Die meisten Menschen wissen zwar, was die US-Konzerne alles mit den Daten anstellen. Und es entstehen wirklich gläserne Profile. Aber das ist den Menschen egal. Ein Effekt, der „Data Privacy Paradox“ genannt wird – „Datenschutzparadox“.

Es gibt also ein äußerst diffuses Bild, wann und unter welchen Umständen welche Daten heilig sind – und wann es völlig egal zu sein scheint, wenn die Daten in Umlauf kommen. Generell kann man aber sagen, dass Menschen in Deutschland Datenschutz wichtiger ist als den Menschen in den USA.

CyberGhost VPN

Selbst für Datenschutz sorgen

Manche stellen sich die Frage: Wenn ich persönlich für mich beschließe: Datenschutz ist mir wichtig. Was kann ich dann eigentlich machen, um meine Daten zu schützen?

Die Antwort ist: Datensparsamkeit. Das wird einem heute immer schwerer gemacht. Aber so wenige Daten wie möglich von sich preisgeben. Also keine Daten für Preisausschreiben online. Generell Eingabeformulare hinterfragen. Prinzipiell müsste man auf Facebook, Twitter, Tiktok – und sogar Google verzichten.

Und wenn man sie benutzt, sich die Mühe machen und die Datenschutzeinstellungen so präzise und streng wie möglich einstellen.

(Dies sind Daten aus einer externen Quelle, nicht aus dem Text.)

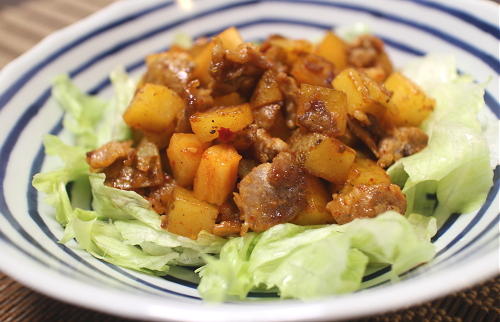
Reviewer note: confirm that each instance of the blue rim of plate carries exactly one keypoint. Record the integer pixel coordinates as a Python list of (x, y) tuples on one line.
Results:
[(32, 110)]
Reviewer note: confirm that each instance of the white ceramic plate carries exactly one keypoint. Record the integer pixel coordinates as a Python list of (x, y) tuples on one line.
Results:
[(127, 31)]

Wer noch einen Schritt weiter gehen möchte, besorgt sich ein „Virtual Private Network“ (VPN). Das sind Programme, die beim Surfen nur verschlüsselt kommunizieren und auf Wunsch auch die eigene IP-Adresse maskieren.

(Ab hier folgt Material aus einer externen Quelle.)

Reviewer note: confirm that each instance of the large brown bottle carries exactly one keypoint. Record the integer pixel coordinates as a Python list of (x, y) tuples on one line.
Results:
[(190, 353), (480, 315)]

Das bedeutet, dass werbetreibende Netzwerke einen nicht so gut erkennen und tracken können. Auch hinterlässt man dann keine so deutlichen Datenspuren bei den Aktivitäten im Netz. Das bedeutet keine 100-prozetinge Anonymität, aber deutlich weniger Daten für Konzerne und Geheimdienste.